What would you say to cancer?
In 2015, MD Anderson launched its “Confronting Cancer” campaign, which gave patients, caregivers, supporters, physicians and researchers the opportunity to confront the disease directly.
What did they say?
Physician and researcher Sapna Patel , M.D., warned, “My team will get you, cancer.”
Survivor Gail Morse told the disease it didn’t get the best of her: “You made me stronger, cancer.”
“No more hiding, cancer,” cautioned researcher Michael Curran, Ph.D.
And Board of Visitors member Tom Rushing split no hairs in his prediction: “MD Anderson will destroy you, cancer.”
The campaign, which included online, mobile, television, print and radio placements, began in Houston in July before going national in August. Immediately, it generated a lot of buzz.
“This campaign has caught the public’s attention and inspired even greater confidence in us,” MD Anderson President Ronald DePinho said during his state of the institution address in October. “They are the heroes on the front lines of our fight, and their real thoughts and emotions drive the campaign. The approach is bold, emotional and engaging.”
The goal of the effort is to raise national awareness of the institution, and by all measures, it succeeded. In 2010, MD Anderson had only 6% awareness nationally. Today, with the new campaign, that awareness has seen a boost to 13% in the final quarter of last year — a significant milestone for the MD Anderson brand.
The campaign has also increased philanthropic efforts, attracting additional support for the institution’s mission to end cancer.
MD Anderson is confronting cancer by investing in and collaborating with local community organizations to support cancer patients and survivors, as well as educating people about ways to reduce their cancer risk by making healthy choices.

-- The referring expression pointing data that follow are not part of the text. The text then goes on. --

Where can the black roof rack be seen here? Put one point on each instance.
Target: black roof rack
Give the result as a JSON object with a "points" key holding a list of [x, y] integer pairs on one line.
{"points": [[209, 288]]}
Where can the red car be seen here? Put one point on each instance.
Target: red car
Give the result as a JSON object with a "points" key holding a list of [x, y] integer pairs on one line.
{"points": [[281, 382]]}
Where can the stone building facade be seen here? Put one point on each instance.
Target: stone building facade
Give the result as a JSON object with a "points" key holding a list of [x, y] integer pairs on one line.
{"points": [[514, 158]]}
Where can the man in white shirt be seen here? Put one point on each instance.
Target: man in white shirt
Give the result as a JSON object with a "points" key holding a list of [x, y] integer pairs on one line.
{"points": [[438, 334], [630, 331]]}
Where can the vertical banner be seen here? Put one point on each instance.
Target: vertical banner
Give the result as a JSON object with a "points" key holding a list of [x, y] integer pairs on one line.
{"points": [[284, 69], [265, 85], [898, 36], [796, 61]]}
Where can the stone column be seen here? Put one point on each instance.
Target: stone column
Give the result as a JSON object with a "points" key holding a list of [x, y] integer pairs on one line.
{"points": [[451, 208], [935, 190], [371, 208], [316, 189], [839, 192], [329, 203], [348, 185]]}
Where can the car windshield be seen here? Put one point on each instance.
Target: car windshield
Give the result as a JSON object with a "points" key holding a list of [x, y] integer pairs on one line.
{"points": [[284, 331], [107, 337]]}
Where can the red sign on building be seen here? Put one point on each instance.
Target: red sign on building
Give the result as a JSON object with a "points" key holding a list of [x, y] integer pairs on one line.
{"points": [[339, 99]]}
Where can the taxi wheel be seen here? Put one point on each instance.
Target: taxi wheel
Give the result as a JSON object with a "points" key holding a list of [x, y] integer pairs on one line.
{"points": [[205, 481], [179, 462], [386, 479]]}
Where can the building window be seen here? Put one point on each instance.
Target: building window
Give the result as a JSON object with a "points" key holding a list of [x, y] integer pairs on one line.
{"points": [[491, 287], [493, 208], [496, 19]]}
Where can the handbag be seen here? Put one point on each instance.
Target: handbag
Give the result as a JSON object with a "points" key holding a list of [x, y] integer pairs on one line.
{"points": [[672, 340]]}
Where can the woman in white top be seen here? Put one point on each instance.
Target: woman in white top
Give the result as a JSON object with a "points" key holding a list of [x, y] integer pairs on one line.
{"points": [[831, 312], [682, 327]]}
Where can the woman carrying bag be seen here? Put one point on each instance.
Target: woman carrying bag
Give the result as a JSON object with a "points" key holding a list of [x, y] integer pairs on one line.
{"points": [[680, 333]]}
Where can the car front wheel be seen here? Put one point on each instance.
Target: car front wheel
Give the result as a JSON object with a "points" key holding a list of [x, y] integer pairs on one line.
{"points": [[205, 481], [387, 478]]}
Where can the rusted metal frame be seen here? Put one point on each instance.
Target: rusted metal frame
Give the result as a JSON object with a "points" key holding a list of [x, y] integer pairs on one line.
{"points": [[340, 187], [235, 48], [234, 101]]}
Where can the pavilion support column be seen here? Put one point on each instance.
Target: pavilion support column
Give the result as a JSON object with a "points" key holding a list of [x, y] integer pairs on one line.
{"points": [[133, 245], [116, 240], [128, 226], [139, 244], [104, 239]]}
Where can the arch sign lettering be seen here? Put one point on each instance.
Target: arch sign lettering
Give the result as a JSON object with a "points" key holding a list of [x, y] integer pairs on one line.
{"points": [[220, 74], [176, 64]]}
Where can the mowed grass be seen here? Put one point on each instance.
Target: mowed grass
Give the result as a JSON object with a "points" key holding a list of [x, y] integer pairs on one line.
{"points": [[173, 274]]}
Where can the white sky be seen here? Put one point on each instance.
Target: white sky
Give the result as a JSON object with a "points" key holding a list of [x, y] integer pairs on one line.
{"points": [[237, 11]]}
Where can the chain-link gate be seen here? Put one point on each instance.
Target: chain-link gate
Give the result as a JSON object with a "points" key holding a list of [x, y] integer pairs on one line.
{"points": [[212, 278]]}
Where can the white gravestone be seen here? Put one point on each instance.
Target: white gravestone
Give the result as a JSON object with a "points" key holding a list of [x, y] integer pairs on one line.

In FY15, those investments and collaborations included:
- Working with 409 local schools, churches, employers and community organizations.
- Participating in 1,128 programs and events to support local community fundraising and education efforts.
- Implementing 176 education programs targeted specifically for Hispanics, Asians and African Americans in Houston and the surrounding area to educate them on the importance of cancer screening exams and ways they can improve their health to lower their risk of cancer.